Monday, March 16, 2015

You. Because

You're real
You have a strange look in your eyes 
That's aloof, empty, emotionless, yet intense
The kind that just makes one want to be
Without the need to feel
To walk on the ground 
But really float above
To share comfortable silences 
Because words don't always have to be spoken 
To be meant
You
Because you are you

Saturday, February 28, 2015

Answers

"How is that even possible?" First I stopped in my way and gasped in awe at the East Khasi Hills. The Universe has its own way of reminding you just how small a dot in the big picture you are. You stand at the foothills, crane your neck, timid in stature but bold in spirit and start walking. How is it even possible for so much beauty and magnitude to exist on Earth? If you think about it, it's just green colour... For miles. But when Nature adorns the colour, it's immediate magic. 

I made it to the Living Root Bridge with a clean mental slate. I didn't know what to expect. I was looking to be surprised, or shocked, so went to the uncharted territory, absolutely unprepared. We passed houses, people, villages, all strangers for each other but bound by the mountains, even if for the time being. The language of insects. A locked chapel. A cemetery—all white and somberly quiet yet peaceful. Cemeteries have that about them, don't they?

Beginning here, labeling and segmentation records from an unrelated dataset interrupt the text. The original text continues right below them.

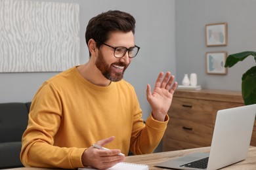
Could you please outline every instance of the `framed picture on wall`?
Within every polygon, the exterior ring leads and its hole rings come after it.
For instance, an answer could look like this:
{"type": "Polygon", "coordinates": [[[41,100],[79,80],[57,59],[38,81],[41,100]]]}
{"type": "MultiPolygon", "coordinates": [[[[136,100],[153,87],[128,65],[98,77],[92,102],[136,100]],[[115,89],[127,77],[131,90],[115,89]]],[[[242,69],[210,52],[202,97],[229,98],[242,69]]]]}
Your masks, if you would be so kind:
{"type": "Polygon", "coordinates": [[[206,46],[227,45],[227,24],[211,24],[205,26],[206,46]]]}
{"type": "Polygon", "coordinates": [[[226,52],[211,52],[206,53],[206,73],[213,75],[226,75],[224,67],[226,52]]]}

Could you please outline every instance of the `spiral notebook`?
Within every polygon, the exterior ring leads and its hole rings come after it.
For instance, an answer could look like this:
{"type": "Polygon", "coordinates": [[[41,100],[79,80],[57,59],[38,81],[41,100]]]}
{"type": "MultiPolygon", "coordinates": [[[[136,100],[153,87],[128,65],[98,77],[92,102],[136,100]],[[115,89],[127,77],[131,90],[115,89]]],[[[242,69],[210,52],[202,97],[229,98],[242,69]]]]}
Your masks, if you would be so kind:
{"type": "MultiPolygon", "coordinates": [[[[79,167],[78,170],[95,169],[91,167],[79,167]]],[[[145,164],[138,164],[129,162],[120,162],[113,167],[107,169],[108,170],[148,170],[149,166],[145,164]]]]}

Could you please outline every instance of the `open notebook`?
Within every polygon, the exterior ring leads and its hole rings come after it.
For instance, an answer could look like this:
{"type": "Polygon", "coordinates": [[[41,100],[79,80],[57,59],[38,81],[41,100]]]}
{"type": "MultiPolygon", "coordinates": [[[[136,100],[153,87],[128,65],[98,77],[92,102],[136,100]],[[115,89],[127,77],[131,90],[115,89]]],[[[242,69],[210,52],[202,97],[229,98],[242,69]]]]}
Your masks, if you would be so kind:
{"type": "MultiPolygon", "coordinates": [[[[78,170],[95,169],[91,167],[80,167],[78,170]]],[[[144,164],[138,164],[134,163],[121,162],[116,164],[113,167],[107,169],[108,170],[148,170],[149,166],[144,164]]]]}

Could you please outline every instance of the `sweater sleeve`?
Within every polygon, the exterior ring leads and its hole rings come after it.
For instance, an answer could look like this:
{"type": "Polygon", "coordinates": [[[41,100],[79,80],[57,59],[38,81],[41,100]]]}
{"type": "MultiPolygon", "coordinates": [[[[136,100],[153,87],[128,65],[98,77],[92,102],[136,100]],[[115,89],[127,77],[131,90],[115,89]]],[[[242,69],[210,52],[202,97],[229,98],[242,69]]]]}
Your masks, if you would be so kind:
{"type": "Polygon", "coordinates": [[[49,82],[35,94],[26,130],[22,136],[20,160],[26,167],[74,169],[83,167],[86,148],[54,146],[61,122],[61,100],[49,82]]]}
{"type": "Polygon", "coordinates": [[[166,115],[165,122],[154,120],[152,113],[144,124],[142,110],[135,94],[135,114],[130,150],[134,154],[150,154],[158,146],[165,133],[169,118],[166,115]]]}

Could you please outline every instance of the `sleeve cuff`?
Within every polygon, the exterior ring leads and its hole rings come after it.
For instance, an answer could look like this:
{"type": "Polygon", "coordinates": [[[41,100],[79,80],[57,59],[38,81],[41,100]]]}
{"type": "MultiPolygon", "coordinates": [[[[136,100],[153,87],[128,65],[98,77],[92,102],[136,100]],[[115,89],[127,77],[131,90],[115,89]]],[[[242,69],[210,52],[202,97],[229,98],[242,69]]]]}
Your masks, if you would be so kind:
{"type": "Polygon", "coordinates": [[[169,120],[169,117],[168,114],[166,114],[164,122],[160,122],[154,119],[152,114],[151,113],[146,121],[146,124],[151,129],[154,129],[158,131],[163,131],[165,130],[169,120]]]}

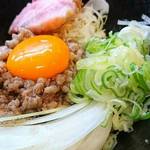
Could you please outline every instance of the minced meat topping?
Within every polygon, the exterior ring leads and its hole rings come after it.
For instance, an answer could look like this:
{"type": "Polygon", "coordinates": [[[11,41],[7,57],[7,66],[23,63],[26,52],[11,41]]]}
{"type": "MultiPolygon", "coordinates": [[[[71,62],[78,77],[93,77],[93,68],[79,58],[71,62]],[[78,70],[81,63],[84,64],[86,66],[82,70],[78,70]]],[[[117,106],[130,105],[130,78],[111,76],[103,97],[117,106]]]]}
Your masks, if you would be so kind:
{"type": "Polygon", "coordinates": [[[76,42],[67,41],[71,54],[69,67],[53,78],[32,81],[8,72],[6,60],[9,51],[32,36],[31,31],[21,29],[19,34],[13,34],[12,40],[0,47],[0,112],[3,114],[22,114],[70,105],[67,92],[76,74],[75,64],[83,56],[83,50],[76,42]]]}

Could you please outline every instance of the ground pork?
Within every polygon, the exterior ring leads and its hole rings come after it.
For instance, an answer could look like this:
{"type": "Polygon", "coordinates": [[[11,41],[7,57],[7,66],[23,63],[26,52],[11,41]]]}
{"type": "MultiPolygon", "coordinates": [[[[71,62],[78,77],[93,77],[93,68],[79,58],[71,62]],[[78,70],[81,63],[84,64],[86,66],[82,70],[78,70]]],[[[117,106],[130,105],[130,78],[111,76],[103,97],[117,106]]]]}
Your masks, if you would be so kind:
{"type": "Polygon", "coordinates": [[[76,42],[66,40],[71,53],[69,67],[53,78],[24,80],[8,72],[6,60],[9,51],[32,36],[31,31],[21,29],[19,34],[13,34],[12,40],[0,47],[0,110],[6,114],[22,114],[70,105],[67,92],[76,74],[75,64],[83,56],[83,50],[76,42]]]}

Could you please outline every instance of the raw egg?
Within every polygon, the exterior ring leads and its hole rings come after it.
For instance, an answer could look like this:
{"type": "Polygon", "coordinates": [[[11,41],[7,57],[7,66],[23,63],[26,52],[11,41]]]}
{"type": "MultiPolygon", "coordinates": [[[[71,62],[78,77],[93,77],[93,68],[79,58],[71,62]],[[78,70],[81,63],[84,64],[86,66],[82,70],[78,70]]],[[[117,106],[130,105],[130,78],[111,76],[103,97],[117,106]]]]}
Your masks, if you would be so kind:
{"type": "Polygon", "coordinates": [[[56,36],[39,35],[24,40],[9,54],[7,69],[25,79],[50,78],[69,64],[69,48],[56,36]]]}

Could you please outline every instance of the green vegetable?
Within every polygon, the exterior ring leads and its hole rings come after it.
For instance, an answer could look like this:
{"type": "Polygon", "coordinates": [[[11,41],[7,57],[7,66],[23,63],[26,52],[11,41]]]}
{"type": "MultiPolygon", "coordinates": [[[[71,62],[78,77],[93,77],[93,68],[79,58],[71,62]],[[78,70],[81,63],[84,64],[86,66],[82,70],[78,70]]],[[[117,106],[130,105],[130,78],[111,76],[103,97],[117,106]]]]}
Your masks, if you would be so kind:
{"type": "Polygon", "coordinates": [[[128,131],[133,121],[149,119],[149,35],[150,27],[131,24],[106,39],[90,39],[86,58],[77,62],[70,99],[105,103],[114,112],[115,130],[128,131]]]}

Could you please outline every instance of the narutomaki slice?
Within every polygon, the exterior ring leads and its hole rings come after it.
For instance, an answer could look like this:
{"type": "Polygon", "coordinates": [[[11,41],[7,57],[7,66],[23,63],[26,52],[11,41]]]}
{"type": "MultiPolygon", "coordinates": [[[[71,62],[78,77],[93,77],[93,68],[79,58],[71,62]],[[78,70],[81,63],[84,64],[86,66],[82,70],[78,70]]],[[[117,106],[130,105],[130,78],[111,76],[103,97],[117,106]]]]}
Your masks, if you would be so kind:
{"type": "Polygon", "coordinates": [[[33,0],[16,16],[9,33],[21,27],[35,34],[55,31],[77,13],[80,4],[80,0],[33,0]]]}

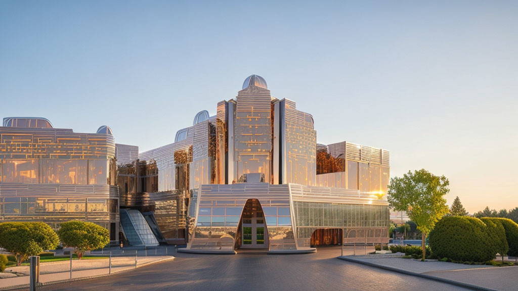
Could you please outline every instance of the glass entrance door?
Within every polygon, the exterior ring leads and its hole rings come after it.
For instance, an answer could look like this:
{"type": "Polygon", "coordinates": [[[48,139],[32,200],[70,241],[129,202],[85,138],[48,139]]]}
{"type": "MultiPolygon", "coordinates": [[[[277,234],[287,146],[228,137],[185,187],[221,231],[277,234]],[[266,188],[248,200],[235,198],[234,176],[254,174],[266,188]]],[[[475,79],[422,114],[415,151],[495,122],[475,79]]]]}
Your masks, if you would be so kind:
{"type": "Polygon", "coordinates": [[[253,209],[251,214],[251,217],[243,218],[241,247],[268,248],[267,240],[265,239],[266,230],[262,210],[253,209]]]}

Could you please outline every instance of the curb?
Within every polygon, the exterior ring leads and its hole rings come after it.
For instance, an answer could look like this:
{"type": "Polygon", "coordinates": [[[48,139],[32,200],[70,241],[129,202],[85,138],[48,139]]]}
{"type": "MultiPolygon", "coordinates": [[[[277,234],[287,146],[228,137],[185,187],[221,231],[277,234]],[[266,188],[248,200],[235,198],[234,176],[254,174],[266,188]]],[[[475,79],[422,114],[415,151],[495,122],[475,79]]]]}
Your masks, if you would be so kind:
{"type": "Polygon", "coordinates": [[[392,272],[395,272],[396,273],[399,273],[400,274],[404,274],[405,275],[409,275],[410,276],[414,276],[414,277],[419,277],[421,278],[424,278],[425,279],[433,280],[437,282],[440,282],[441,283],[445,283],[446,284],[449,284],[450,285],[453,285],[454,286],[457,286],[458,287],[462,287],[463,288],[467,288],[468,289],[471,289],[472,290],[481,290],[481,291],[498,291],[498,290],[495,290],[494,289],[490,289],[488,288],[486,288],[485,287],[482,287],[481,286],[477,286],[476,285],[472,285],[471,284],[468,284],[467,283],[462,283],[456,281],[451,280],[450,279],[445,279],[444,278],[441,278],[439,277],[436,277],[435,276],[430,276],[430,275],[426,275],[425,274],[421,274],[420,273],[414,273],[413,272],[410,272],[409,271],[405,271],[404,270],[400,270],[399,269],[396,269],[395,268],[392,268],[392,267],[387,267],[386,266],[381,266],[380,265],[372,263],[369,263],[368,261],[364,261],[362,260],[356,260],[351,258],[348,258],[346,257],[338,257],[339,259],[350,261],[351,263],[355,263],[356,264],[359,264],[361,265],[364,265],[365,266],[368,266],[369,267],[372,267],[373,268],[377,268],[378,269],[381,269],[382,270],[385,270],[386,271],[391,271],[392,272]]]}
{"type": "MultiPolygon", "coordinates": [[[[81,277],[80,278],[74,278],[74,279],[65,279],[65,280],[58,280],[58,281],[51,281],[51,282],[45,282],[45,283],[39,283],[37,285],[37,286],[47,286],[47,285],[52,285],[52,284],[59,284],[59,283],[66,283],[66,282],[74,282],[74,281],[81,281],[81,280],[88,280],[88,279],[96,279],[96,278],[102,278],[102,277],[107,277],[108,276],[111,276],[112,275],[114,275],[114,274],[121,274],[121,273],[127,273],[128,272],[131,272],[131,271],[135,270],[135,269],[138,269],[138,268],[140,268],[141,267],[144,267],[144,266],[146,266],[149,265],[152,265],[153,264],[156,264],[156,263],[162,263],[162,262],[167,261],[167,260],[172,260],[172,259],[175,259],[175,257],[174,257],[172,256],[171,256],[171,257],[169,257],[169,258],[163,258],[163,259],[160,259],[160,260],[155,260],[155,261],[150,261],[150,262],[148,262],[148,263],[146,263],[142,264],[141,265],[137,265],[136,268],[132,268],[131,269],[127,269],[126,270],[122,270],[121,271],[119,271],[116,272],[114,273],[112,272],[112,273],[111,273],[111,274],[102,274],[102,275],[94,275],[94,276],[88,276],[88,277],[81,277]]],[[[19,290],[19,289],[25,289],[25,288],[28,288],[28,287],[29,287],[29,284],[26,284],[25,285],[16,285],[16,286],[10,286],[10,287],[3,287],[3,288],[0,288],[0,290],[1,290],[1,291],[5,291],[5,290],[19,290]]]]}

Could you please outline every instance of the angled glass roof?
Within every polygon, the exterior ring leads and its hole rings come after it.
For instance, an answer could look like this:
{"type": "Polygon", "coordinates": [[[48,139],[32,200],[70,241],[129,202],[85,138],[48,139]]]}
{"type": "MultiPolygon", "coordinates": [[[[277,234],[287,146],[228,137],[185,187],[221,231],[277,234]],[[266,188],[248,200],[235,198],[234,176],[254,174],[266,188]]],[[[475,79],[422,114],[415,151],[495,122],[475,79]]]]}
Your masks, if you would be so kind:
{"type": "Polygon", "coordinates": [[[257,86],[265,89],[268,89],[268,85],[266,84],[266,81],[264,78],[256,75],[249,76],[244,80],[242,90],[244,90],[250,86],[257,86]]]}

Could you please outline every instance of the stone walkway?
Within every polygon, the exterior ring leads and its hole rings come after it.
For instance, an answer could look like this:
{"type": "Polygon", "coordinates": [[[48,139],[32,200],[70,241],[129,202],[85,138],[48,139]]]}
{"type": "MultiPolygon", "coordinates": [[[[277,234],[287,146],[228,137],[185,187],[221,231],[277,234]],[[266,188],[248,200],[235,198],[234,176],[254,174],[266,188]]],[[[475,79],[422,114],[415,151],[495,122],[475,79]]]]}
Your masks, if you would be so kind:
{"type": "MultiPolygon", "coordinates": [[[[172,256],[149,256],[139,258],[137,266],[135,257],[112,258],[112,274],[135,270],[136,268],[150,264],[172,260],[172,256]]],[[[72,261],[72,280],[95,278],[109,274],[109,259],[74,260],[72,261]]],[[[0,290],[21,287],[29,284],[28,267],[13,267],[6,269],[25,275],[0,279],[0,290]]],[[[40,282],[51,282],[70,280],[70,261],[42,263],[40,265],[40,282]]]]}
{"type": "Polygon", "coordinates": [[[296,255],[178,253],[174,261],[95,280],[49,285],[41,290],[468,290],[339,260],[340,252],[339,247],[329,247],[319,248],[315,253],[296,255]]]}
{"type": "Polygon", "coordinates": [[[443,261],[421,262],[400,258],[367,258],[344,256],[339,258],[366,264],[384,270],[413,274],[421,278],[458,284],[458,286],[480,290],[515,291],[518,290],[518,266],[493,267],[443,261]]]}

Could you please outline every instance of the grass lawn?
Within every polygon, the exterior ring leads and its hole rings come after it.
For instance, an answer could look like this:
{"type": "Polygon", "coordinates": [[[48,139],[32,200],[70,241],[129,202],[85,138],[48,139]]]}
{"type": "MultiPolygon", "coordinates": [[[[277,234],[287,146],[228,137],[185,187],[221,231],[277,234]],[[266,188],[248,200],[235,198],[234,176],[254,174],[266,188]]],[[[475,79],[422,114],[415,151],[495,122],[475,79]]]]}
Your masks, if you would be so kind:
{"type": "MultiPolygon", "coordinates": [[[[16,266],[16,259],[15,259],[15,257],[13,256],[9,256],[9,262],[6,267],[15,267],[16,266]]],[[[97,256],[88,256],[85,255],[83,256],[83,258],[81,259],[107,259],[109,257],[99,257],[97,256]]],[[[72,255],[73,260],[77,260],[77,256],[76,255],[72,255]]],[[[70,257],[68,256],[65,257],[54,257],[53,256],[40,256],[39,262],[40,263],[46,263],[50,261],[59,261],[62,260],[70,260],[70,257]]],[[[28,262],[28,261],[25,261],[28,262]]],[[[21,266],[28,266],[28,263],[23,263],[21,266]]]]}

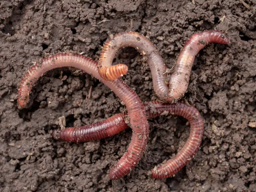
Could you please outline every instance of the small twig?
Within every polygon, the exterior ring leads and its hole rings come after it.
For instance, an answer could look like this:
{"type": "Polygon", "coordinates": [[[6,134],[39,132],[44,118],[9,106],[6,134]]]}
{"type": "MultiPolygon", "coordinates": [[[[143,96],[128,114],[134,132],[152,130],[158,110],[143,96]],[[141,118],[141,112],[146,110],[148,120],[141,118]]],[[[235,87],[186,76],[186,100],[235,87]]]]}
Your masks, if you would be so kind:
{"type": "Polygon", "coordinates": [[[250,9],[250,6],[248,5],[248,4],[245,2],[243,0],[239,0],[240,1],[240,2],[241,2],[243,4],[246,8],[247,8],[248,9],[250,9]]]}
{"type": "Polygon", "coordinates": [[[104,22],[105,21],[110,21],[110,20],[107,20],[106,19],[105,19],[105,20],[104,20],[103,21],[100,21],[99,23],[97,23],[97,24],[99,24],[100,23],[101,23],[102,22],[104,22]]]}

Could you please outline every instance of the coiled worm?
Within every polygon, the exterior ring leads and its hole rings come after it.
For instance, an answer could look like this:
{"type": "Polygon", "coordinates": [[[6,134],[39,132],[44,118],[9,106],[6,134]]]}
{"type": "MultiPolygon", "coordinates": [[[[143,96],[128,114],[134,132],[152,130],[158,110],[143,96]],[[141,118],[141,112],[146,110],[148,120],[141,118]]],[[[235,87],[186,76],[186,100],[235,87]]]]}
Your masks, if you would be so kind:
{"type": "Polygon", "coordinates": [[[156,94],[164,100],[174,102],[187,90],[193,63],[199,51],[211,43],[227,44],[229,42],[227,36],[216,30],[193,35],[181,50],[170,76],[162,57],[148,40],[135,32],[123,32],[114,36],[104,44],[98,62],[98,70],[101,76],[108,81],[124,75],[128,70],[127,66],[123,64],[112,66],[112,61],[119,49],[134,47],[147,60],[156,94]]]}
{"type": "Polygon", "coordinates": [[[144,105],[137,94],[121,79],[107,81],[99,74],[97,62],[83,55],[63,53],[47,57],[40,63],[32,66],[24,74],[18,90],[18,102],[21,107],[28,100],[29,93],[39,77],[46,72],[64,67],[82,69],[100,80],[124,102],[131,119],[131,126],[135,134],[126,152],[112,168],[109,173],[112,180],[121,178],[130,172],[138,164],[145,151],[148,140],[148,124],[144,105]]]}
{"type": "MultiPolygon", "coordinates": [[[[180,102],[171,104],[150,101],[146,105],[145,108],[148,118],[162,114],[175,114],[186,118],[190,123],[189,137],[181,150],[174,158],[151,170],[153,177],[169,177],[187,164],[197,152],[203,139],[203,120],[195,108],[180,102]]],[[[59,140],[75,142],[93,140],[110,137],[128,127],[125,123],[125,115],[119,113],[101,122],[91,125],[55,130],[53,131],[52,136],[59,140]]]]}

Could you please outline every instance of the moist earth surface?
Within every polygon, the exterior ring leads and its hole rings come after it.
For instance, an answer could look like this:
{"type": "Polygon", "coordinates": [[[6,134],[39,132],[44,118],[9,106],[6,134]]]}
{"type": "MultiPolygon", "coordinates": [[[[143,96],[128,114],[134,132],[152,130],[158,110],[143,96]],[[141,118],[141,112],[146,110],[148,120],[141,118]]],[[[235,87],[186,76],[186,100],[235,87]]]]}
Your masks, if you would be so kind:
{"type": "MultiPolygon", "coordinates": [[[[256,191],[256,1],[241,2],[0,1],[0,191],[256,191]],[[19,82],[44,57],[72,50],[97,60],[110,35],[132,31],[149,39],[171,68],[189,37],[212,29],[227,33],[230,43],[210,44],[196,57],[181,100],[199,111],[204,132],[196,155],[174,177],[155,179],[150,170],[187,139],[189,125],[179,116],[149,120],[145,154],[120,180],[108,174],[127,147],[130,129],[84,143],[52,139],[53,129],[98,122],[125,108],[80,70],[47,72],[27,108],[18,108],[19,82]]],[[[158,99],[149,68],[135,49],[119,50],[116,63],[128,66],[123,78],[143,101],[158,99]]]]}

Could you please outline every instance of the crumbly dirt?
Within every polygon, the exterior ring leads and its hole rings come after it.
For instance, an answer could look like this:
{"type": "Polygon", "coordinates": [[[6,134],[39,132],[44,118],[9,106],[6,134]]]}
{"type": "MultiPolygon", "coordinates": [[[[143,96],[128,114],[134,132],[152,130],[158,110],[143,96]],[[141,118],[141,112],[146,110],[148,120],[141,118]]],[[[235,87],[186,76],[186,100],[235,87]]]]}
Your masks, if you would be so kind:
{"type": "MultiPolygon", "coordinates": [[[[248,125],[256,122],[256,1],[245,2],[250,9],[234,0],[0,1],[0,191],[256,191],[256,129],[248,125]],[[79,126],[123,109],[88,74],[49,72],[28,108],[18,108],[21,78],[49,54],[73,50],[97,60],[109,35],[132,30],[149,38],[171,68],[189,37],[212,29],[225,31],[231,43],[211,44],[196,58],[185,97],[203,117],[205,131],[196,155],[174,177],[156,180],[149,171],[186,142],[189,125],[180,117],[149,121],[145,155],[119,181],[108,174],[127,147],[130,129],[84,143],[52,138],[60,117],[66,127],[79,126]]],[[[124,78],[142,101],[157,99],[149,68],[134,49],[120,50],[114,63],[128,65],[124,78]]]]}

The old man had an expressionless face. No curiosity. He has seen tourists for years. Another humbling thought. You visit a place and are overwhelmed enough to build memories for the rest of your life. But does the destination or even its paraphernalia even spare a second thought for you? You know the answer, don't you?

Every bend had an ancient rock sitting deep in meditation for centuries. Expressionless like the old man. Calm quietude like the gravestones. You feel if you stood there long enough staring at the wise rock, asking questions, it would find a way to give you the answer—unsaid but to be felt. But are you ready to hear it? You know the answer, don't you?

Tuesday, February 17, 2015

Quagmire

Conflicts. Constant ones. Between what is and what should be. I like neither. Someone gets hurt in both cases. Both get hurt in both cases. It's a quagmire. I'll need to be very still. But how long can one last? Especially when I know no one will come to my rescue and I can't save myself either.

How did I even get here? Got to pay for ignoring the warning signs.

Wednesday, January 14, 2015

The Other Day

Can we have a few more 
Of the other day?

Lovers for a few hours
Lost in each other

When you were not sure
If you should go or stay

You heard, 'Go',
But you stayed

How did you hear
What was unsaid?

Looking beyond what was
While I was trapped inside me

We seized oneness
Then ceased to be

Now years later
Here we are again

Nothing is new
Then I have to
See if you are still you

Sunday, January 11, 2015

History. Mirror

Why does history have to be such an unrelenting sod? It always comes back - in the form of events or people. Usually both. Things that happen, words that are uttered. It's like weed. Ugly and unwanted. Or a creeper that keeps growing. I thought I had uprooted it for good but then I see it raising its ugly head yet again. What's worse, I shouldn't have let it reappear. But I did. I should have got rid of it at the very first hint. But I didn't. What stopped me? Nothing. That's the worst part.


The creeper still grows. It has reached my ankles already. Soon it will creep its way up. First it will weaken my knees till I can't stand straight. Then it will make me sick to my stomach. My heart will be eaten, right up to my throat. Knowing me, I will let it grow till I am consumed by it completely, till I gag and cannot breathe and don't hear or see anything. I might make a few lame attempts to cut it off. But maybe I won't be sincere. I'll feel bad for the weed that needs to feed. Like I have been fed off before. Several times. I need to break this pattern. I don't want any reflections from the past. I don't want to be the mirror. Again.